Similarly, Mr Ahmed and Mr Eckl both hold the view that continuous public education and promotion are important, and that the industry has to play its part in increasing not just public, but political awareness and convey the message on how insurance can help build resilience and benefits to a country’s economy.
Meet the needs
Aside from educating people, families and societies on their understanding of risks, the other key area to address is to ensure that insurers “design products and services that meet those needs”. “When we address these two basic things, then the ‘pull’ factor of insurance should increase,” said Mr Ojeisekhoba.
For Mrs Vaidyan, the insurer’s fundamental obligation is “to understand, even anticipate the needs of our customers and effectively respond to those needs”. Quoting an Accenture survey which found that 67% of respondents were prepared to purchase insurance from non-insurance companies including Google and Amazon, she added: “If the insurance industry is to succeed, we must become creative leaders and innovation must be the new normal.”
Make insurance accessible, but also make it “human”
In lieu of today’s digital trends, insurers also recognise that accessibility is no longer a desire, but an expectation. On top of that, Dr Khoo said the role of advisory needs to continuously evolve alongside technology to better engage with customers.
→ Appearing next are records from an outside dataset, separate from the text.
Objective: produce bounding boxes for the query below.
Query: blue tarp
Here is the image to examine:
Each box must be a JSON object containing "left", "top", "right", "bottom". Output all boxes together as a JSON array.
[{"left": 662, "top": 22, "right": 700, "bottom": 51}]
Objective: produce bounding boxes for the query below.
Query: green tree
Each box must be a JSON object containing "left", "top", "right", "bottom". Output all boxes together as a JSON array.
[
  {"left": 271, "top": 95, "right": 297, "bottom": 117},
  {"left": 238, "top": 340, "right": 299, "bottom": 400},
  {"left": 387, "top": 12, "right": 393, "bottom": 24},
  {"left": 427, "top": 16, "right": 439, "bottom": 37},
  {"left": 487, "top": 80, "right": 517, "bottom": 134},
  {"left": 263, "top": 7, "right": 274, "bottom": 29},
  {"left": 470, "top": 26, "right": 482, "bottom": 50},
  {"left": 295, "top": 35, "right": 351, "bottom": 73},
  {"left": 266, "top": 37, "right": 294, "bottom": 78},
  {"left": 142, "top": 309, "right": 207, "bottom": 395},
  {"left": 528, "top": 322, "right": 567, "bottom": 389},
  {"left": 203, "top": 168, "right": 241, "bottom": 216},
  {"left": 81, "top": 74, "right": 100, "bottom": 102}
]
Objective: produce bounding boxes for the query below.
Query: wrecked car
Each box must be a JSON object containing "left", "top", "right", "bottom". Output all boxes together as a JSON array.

“Customers today want to use channels that are most convenient to them at any given moment, and they expect these delivery channels to be seamless and painless. They are also not shy about making it known when their expectations are not met,” said Mr Fried. As such, he highlighted that insurers’ response to the demand for increased access must be “on the customers’ terms, not ours”.
While recognising the opportunities that an increasingly connected world creates for the industry, Ms Olivier said insurers should take the opportunity to “bring back the human nature in our relationships in an increasingly dehumanised world”.
“There is an opportunity to bring simple solutions and explanations, the opportunity to be available anytime, anywhere to better support our customers, and the opportunity to accompany the evolving risks of our societies. We have an intrinsically noble business, but it is our responsibility to do it well and be close to your customers.”
Walk the talk
Finally, after all is said and done, there is no better way for insurance companies to uphold the nobility of insurance and to gain clients’ trust than to “walk the walk and talk the talk”. “Insurers need to make sure their commercials and ads are not misleading and that the terms and policies are written in plain language,” said Mr Won.
“It is also important that the industry constantly works to improve the quality of services that it provides through enhanced client relationship management,” he added.